Paolo esprime la certezza della fede in ciò che sta vivendo: il corpo è paragonato ad una tenda dei beduini che la montano e la smontano con rapidità, contrapposta alla casa eterna dei cieli cioè la dimora presso Dio dopo quest'esistenza terrena. Paolo richiama le due condizioni umane rispetto al mostrarsi del corpo. Con il nostro corpo possiamo mostrarci vestiti o nudi. Essere vestiti significa presentarci nello splendore di buone opere che ci abbelliscono come uno splendente vestito: splendidi perché rivestiti della dignità di figli di Dio che operano secondo la volontà di Dio. Essere nudi equivale ad un presentarci davanti a Dio a mani vuote, e quindi pieni di rossore, nella condizione dello schiavo che non ha una sua dignità (spesso gli schiavi venivano venduti nudi come animali). Dio ci ha fatti per la grandezza, per la trasformazione nella gloria, avendoci dato la caparra dello Spirito (v 5). Così lo Spirito Santo è la radice e l' inizio della realtà nuova. Si ritorna allo splendore della creazione, quando lo Spirito di Dio è il soffio della vita, offerto all'umanità, ma è anche lo Spirito che aleggia sul mondo ed è, anche, lo Spirito di Dio nella pienezza dell'amore di Gesù che ci viene inviato come riconoscimento della ubbidienza e della disponibilità a seguire la Parola del Figlio.

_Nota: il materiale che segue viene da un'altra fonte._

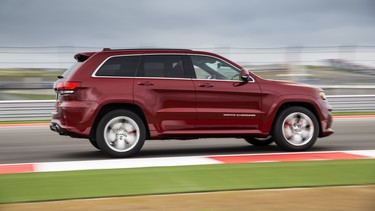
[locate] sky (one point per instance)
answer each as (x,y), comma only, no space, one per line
(183,24)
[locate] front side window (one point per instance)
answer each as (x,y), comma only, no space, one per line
(166,66)
(214,69)
(123,66)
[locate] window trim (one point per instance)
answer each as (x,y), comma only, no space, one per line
(110,57)
(186,59)
(194,77)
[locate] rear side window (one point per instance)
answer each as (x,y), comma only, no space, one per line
(125,66)
(71,70)
(166,66)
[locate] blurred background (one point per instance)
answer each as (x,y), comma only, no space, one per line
(328,44)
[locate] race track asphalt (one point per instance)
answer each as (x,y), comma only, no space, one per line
(29,144)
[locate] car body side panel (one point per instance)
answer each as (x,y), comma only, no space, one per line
(168,104)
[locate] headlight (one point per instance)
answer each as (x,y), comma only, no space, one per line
(322,95)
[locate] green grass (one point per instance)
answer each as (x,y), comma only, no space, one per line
(163,180)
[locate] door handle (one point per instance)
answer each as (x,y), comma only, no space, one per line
(145,83)
(206,85)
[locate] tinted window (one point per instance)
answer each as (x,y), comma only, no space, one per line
(214,69)
(119,66)
(71,70)
(169,66)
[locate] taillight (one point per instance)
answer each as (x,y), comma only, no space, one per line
(67,87)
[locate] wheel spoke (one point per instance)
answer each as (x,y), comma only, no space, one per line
(298,129)
(121,134)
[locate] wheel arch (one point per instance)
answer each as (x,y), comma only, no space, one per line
(306,105)
(269,120)
(115,106)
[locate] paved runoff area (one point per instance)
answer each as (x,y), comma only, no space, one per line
(183,161)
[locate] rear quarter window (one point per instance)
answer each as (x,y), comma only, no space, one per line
(71,69)
(121,66)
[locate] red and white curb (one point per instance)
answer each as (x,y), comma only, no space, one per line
(182,161)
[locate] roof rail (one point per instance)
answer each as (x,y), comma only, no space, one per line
(144,49)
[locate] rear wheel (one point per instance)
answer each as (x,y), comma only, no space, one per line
(121,133)
(296,129)
(259,141)
(93,143)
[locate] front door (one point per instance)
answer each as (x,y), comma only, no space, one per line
(167,94)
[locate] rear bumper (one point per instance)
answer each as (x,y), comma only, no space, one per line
(56,127)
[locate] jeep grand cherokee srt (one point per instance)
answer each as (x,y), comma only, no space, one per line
(119,98)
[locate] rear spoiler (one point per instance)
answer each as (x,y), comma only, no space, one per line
(81,57)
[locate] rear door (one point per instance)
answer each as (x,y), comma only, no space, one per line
(223,100)
(163,88)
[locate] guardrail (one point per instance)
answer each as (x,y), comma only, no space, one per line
(41,109)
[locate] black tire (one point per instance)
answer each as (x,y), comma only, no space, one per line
(93,143)
(121,133)
(259,141)
(295,129)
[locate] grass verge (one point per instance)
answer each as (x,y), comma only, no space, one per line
(164,180)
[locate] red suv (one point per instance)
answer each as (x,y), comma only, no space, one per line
(119,98)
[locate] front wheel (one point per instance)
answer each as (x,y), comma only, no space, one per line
(121,133)
(296,129)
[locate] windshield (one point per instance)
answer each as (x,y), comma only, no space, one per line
(72,69)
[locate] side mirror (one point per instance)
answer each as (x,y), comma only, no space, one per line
(246,78)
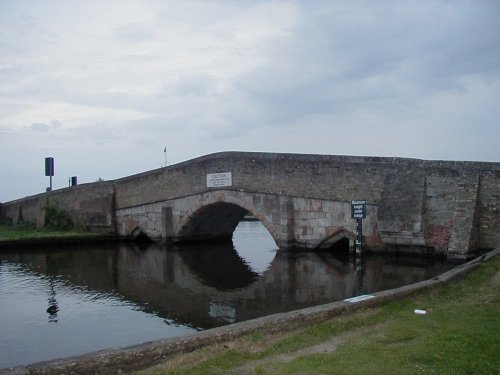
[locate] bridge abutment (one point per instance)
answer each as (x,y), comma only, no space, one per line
(302,200)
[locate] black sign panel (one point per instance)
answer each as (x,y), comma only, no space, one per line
(358,209)
(49,166)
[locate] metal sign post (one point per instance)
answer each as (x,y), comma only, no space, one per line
(49,170)
(358,212)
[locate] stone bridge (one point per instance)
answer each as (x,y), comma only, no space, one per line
(304,201)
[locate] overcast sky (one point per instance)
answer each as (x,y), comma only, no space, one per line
(105,86)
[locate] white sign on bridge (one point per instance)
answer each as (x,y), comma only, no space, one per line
(222,179)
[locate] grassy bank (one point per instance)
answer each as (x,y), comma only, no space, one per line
(28,232)
(460,334)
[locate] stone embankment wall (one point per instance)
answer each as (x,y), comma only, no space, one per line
(90,207)
(450,206)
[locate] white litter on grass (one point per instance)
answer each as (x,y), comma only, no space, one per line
(420,312)
(359,298)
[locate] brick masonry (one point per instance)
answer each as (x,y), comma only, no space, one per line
(303,200)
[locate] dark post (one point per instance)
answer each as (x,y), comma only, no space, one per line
(358,212)
(49,170)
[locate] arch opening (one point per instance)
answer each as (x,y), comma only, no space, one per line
(214,222)
(340,241)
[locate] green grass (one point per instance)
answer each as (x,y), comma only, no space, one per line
(27,232)
(460,334)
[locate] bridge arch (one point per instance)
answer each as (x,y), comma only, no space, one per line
(216,216)
(335,237)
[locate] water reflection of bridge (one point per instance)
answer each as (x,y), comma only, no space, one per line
(213,286)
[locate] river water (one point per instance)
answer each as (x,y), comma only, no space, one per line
(64,301)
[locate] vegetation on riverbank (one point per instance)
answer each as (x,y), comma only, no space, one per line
(27,231)
(458,335)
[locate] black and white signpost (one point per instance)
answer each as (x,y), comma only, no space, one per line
(358,212)
(49,170)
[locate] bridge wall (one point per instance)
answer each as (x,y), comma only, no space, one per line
(449,206)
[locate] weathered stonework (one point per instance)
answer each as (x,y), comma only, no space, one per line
(303,200)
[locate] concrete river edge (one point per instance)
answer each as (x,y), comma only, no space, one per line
(122,360)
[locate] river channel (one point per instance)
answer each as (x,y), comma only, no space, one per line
(64,301)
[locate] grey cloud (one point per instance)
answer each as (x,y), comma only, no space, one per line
(45,127)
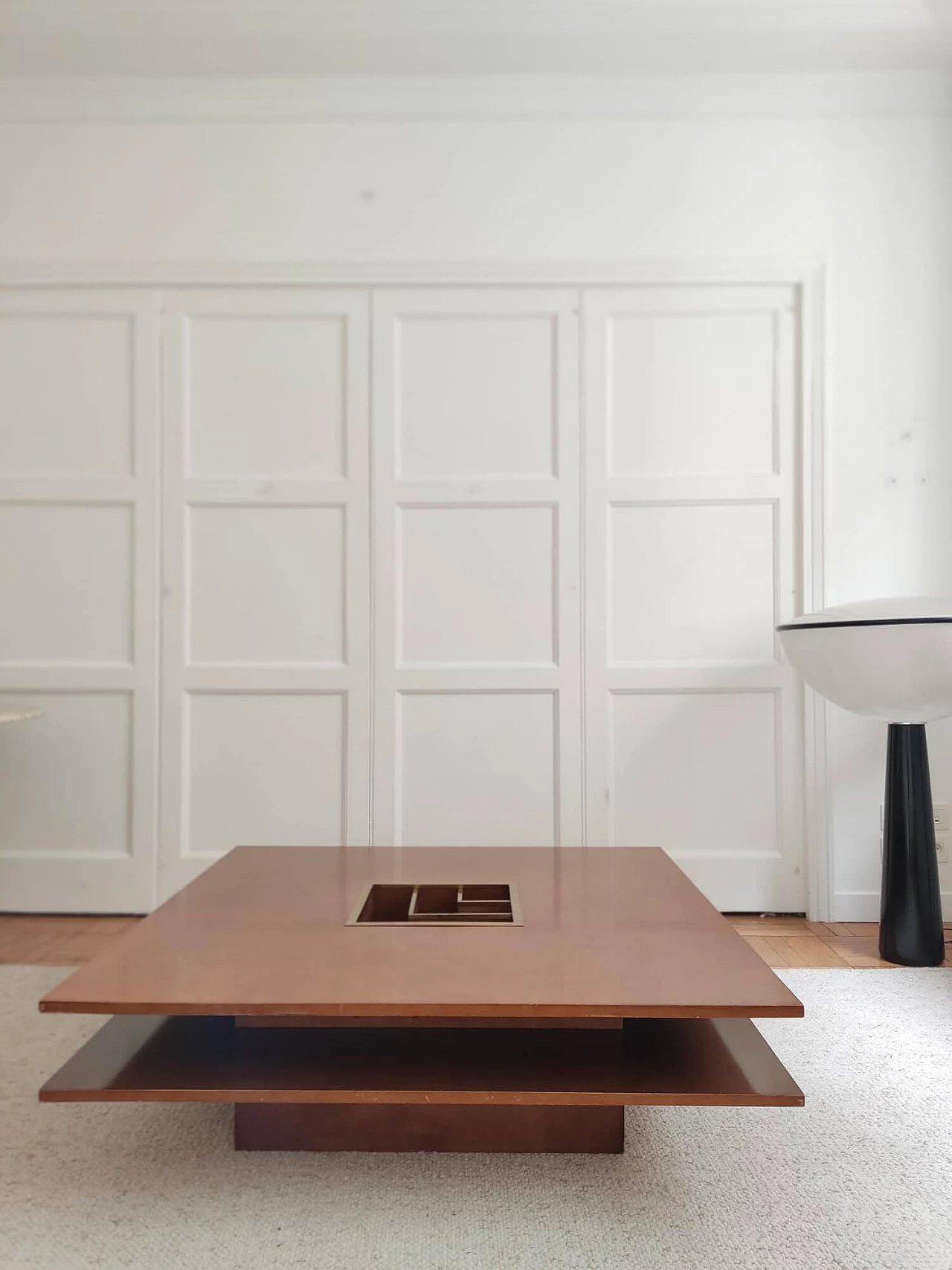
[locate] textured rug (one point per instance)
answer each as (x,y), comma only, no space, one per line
(858,1180)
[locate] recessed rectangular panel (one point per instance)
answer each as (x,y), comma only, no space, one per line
(476,395)
(264,767)
(695,772)
(65,580)
(477,769)
(267,395)
(267,585)
(476,585)
(68,394)
(691,393)
(65,776)
(692,583)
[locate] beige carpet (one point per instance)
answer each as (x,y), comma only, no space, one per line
(858,1180)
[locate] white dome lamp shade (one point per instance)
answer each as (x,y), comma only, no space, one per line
(891,659)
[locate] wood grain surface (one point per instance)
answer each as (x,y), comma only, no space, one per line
(616,932)
(701,1062)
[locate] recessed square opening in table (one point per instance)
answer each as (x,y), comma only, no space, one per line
(385,903)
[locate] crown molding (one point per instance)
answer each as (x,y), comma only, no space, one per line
(679,271)
(463,97)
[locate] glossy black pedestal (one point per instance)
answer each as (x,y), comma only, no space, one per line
(910,921)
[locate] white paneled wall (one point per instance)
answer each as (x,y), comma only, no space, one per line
(79,436)
(440,564)
(477,724)
(266,635)
(692,540)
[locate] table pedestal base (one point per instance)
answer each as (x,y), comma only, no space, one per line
(373,1126)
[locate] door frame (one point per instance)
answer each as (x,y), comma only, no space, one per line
(806,277)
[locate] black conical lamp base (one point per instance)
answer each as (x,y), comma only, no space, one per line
(910,921)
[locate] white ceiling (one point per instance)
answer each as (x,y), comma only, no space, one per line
(319,37)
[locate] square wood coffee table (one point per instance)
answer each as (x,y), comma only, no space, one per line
(431,1000)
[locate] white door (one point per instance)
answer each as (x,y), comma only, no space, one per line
(77,598)
(693,724)
(477,722)
(266,589)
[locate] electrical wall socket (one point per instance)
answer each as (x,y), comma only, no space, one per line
(939,815)
(943,850)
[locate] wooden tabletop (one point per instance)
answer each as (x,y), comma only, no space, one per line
(608,931)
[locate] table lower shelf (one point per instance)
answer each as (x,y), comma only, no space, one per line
(721,1062)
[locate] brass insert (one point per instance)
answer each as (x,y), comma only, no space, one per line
(387,903)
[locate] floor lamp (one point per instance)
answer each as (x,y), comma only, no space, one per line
(891,659)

Infine vengono usate due immagini: quella della patria e quella del cammino. Abbiamo come termine finale una patria che ci fa uscire dall'esilio ed abbiamo un cammino di fede che ci porta alla visione. Paolo sente fortemente il desiderio di poter incontrare il Signore e tuttavia si pone a disposizione della volontà di Dio, mantenendo il suo compito di apostolo in questa vita. Importante è restare sempre a disposizione di Dio, sia nella dimora del corpo e sia esulando da esso, per essere nella pienezza della gloria con Dio. Davvero Paolo ha imparato in pienezza il messaggio di Gesù.
Mt 4,1-11 (Matteo)
Il vangelo delle tentazioni di Gesù mi richiama la preghiera che Lui ci ha insegnato - il Padre nostro- là dove ci fa' chiedere al Padre di non indurci in tentazione o, meglio, secondo una traduzione più esatta, di non esporci alla tentazione, di non lasciarci troppo a lungo nella tentazione. Anche il termine 'tentazioné, così radicato nella recita abitudinaria e tradizionale di questa preghiera, evocatrice soprattutto di 'tentazioni' legate ai VI comandamento nella versione dei catechismi di una volta, non è esatto, perché il testo greco ha la parola "peirasmòs", che più propriamente significa 'prova', 'lottà, 'sfida'.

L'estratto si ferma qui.